The Black Envelope (book)
Subject: Political/Economic/Social Opinion
Artist: Norman Manea
Confronting Bodies: Council for Socialist Culture and Education
Dates of Action: 1986
Description of Artwork: While Manea's writing does not criticize the leaders of the communist Romania he lived under directly, he does write about life under the regime. In The Black Envelope, he not only writes on the negative aspects of daily life in contemporary Romania, but makes parallels to between it and Nazi Germany.
The Incident: When Manea submitted the novel in 1985, he was expected not only to have the work submitted to the censors, but to self-censor himself as well. When the manuscript was sent back to him, 80 percent of the text had objections written over it. Words such as "food lines" and "anti-Semitism" had been deemed unacceptable and he had basically been asked to rewrite most of the book.
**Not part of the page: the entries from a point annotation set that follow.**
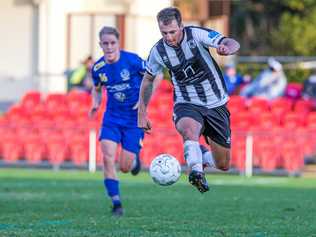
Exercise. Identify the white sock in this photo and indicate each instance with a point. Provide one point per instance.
(193, 155)
(208, 159)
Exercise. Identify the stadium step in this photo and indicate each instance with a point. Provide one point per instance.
(309, 171)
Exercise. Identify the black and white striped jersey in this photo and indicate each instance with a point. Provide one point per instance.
(195, 75)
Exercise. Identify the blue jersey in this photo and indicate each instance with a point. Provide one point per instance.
(122, 81)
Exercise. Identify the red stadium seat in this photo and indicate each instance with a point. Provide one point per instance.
(303, 106)
(258, 105)
(311, 120)
(31, 99)
(11, 148)
(34, 149)
(293, 120)
(236, 104)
After the novel had been revised and rejected several times, the publisher found a new censor to look over it. This censor demanded even more outrageous revisions. He saw the link Manea had made between Romania and Nazi Germany. He demanded an anti-fascist movement be included, even though Romania never had one. Hitler and Stalin's differences were to be clearly defined. The negative view of daily life was ordered to be eliminated. Characters on the brink of suicide would need to be changed to be more positive.
Results of Incident: Menea followed the orders of the censors and had The Black Envelope published. In late 1986, he emigrated to the United States. Even though he got it published, he considers The Black Envelope to be corrupt and now expresses a very pessimistic view of communist censorship.